Il settore chiede anche un aiuto alle istituzioni per superare l’ingiusta penalizzazione che colpisce le industrie che trasformano e commercializzano prodotti ittici in materia di aiuti di “stato de minimis”. «Dobbiamo poter beneficiare degli stessi massimali previsti per le altre imprese, a partire dal quadro temporaneo di aiuti alle imprese concesse a seguito dell’aggressione della Russia all’Ucraina. Nonostante tutto — conclude Legnani — il nostro impegno sarà quello di continuare a garantire al consumatore la sicurezza alimentare, la qualità, l’eccellenza e gli stessi standard alti per cui tonno in scatola e conserve ittiche sono fortemente apprezzati anche in momenti di difficoltà».
È la conferma che l’incremento dei costi non avrà alcuna conseguenza sulla qualità e che il tonno in scatola continuerà ad essere un alimento accessibile a tutti, versatile, pratico e di un ricco profilo nutrizionale (Omega-3, vitamina D), prezioso come fonte proteica (25,2 grammi per 100 grammi di prodotto sgocciolato) a fronte di un costo contenuto.
Grazie alla capacità di resilienza di questo settore e la responsabilità dell’industria, i conservieri ittici confidano di non far mai mancare il tonno in scatola sulle tavole agli Italiani, riuscendo ad assorbire gran parte dell’aumento fuori controllo dei costi di produzione e contenendo al minimo le ricadute sul consumatore.
Innovazione verso tradizione: il capitale umano dietro una scatoletta di tonno
La storia delle conserve ittiche è frutto di secoli di memoria e cultura di un Paese, tramandati di generazione in generazione: un saper fare antico che risponde a regole precise, ancora valide. Il comparto delle conserve ittiche ha saputo evolversi, adeguandosi alle esigenze moderne, con l’avvento di nuove tecnologie e tecniche di produzione che hanno permesso di innalzare ai massimi livelli gli standard qualitativi e igienico-sanitari, pur restando fedele alla tradizione. Macchine di ultima generazione a raggi infrarossi, impianti automatizzati, barriere tecnologiche alle contaminazioni, certificazioni di qualità, protocolli sanitari per l’alimentazione: anche se l’innovazione ha fatto passi da gigante, in tutti i processi, anche i più automatizzati, è l’elemento umano ad essere insostituibile per controllare un sistema di produzione sempre più complesso e sono tante le professionalità che concorrono al successo della scatoletta di tonno.
Una curiosità: nell’industria ittica è alta la presenza di personale femminile.

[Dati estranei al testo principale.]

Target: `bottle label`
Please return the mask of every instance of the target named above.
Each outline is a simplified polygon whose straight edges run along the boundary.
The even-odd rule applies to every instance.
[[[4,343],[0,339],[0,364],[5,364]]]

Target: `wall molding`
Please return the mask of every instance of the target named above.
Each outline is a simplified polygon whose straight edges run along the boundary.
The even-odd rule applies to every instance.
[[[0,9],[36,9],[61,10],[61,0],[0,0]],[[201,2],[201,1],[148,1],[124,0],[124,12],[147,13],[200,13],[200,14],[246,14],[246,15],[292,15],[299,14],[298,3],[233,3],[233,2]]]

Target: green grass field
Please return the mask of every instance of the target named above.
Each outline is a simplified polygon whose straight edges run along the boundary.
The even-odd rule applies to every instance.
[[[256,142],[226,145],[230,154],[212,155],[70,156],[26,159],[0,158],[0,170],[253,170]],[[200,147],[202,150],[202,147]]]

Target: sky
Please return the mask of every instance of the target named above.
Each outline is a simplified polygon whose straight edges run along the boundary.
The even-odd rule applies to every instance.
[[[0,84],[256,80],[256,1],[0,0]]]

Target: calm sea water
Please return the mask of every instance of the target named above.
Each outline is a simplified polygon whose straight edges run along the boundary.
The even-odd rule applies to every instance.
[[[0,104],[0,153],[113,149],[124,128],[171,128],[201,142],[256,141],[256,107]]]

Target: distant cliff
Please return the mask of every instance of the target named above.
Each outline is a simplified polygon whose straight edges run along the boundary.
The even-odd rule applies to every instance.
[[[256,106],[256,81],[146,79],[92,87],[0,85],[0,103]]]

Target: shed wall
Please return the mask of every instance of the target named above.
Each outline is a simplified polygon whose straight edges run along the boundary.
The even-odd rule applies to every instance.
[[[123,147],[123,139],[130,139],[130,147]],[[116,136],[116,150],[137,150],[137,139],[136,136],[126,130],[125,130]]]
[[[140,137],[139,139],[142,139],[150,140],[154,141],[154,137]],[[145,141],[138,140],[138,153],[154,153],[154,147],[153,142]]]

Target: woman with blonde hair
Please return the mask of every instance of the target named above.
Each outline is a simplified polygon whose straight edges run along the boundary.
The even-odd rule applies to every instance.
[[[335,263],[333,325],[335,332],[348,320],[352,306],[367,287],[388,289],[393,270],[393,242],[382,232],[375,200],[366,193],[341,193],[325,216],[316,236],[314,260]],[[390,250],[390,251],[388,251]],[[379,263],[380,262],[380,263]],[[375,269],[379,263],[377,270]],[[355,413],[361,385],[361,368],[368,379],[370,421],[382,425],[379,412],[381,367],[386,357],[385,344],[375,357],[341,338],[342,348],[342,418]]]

Uno dei patrimoni del comparto è rappresentato, infatti, in maniera esemplare dalla capacità e dall’abilità delle donne. Tradizionalmente, merito della grazia e delicatezza delle mani femminili, le donne erano addette soprattutto alla pulitura e selezione dei tranci di tonno per l’inscatolamento e alla cosiddetta “arringatura” delle alici. Oggi a queste figure, con l’evoluzione del settore, se ne affiancano anche altre che rivestono ruoli di responsabilità e compiti direttivi nella produzione e nell’amministrazione. Il settore delle conserve ittiche, per la sua storia, da sempre applica il sistema delle “quote rosa”.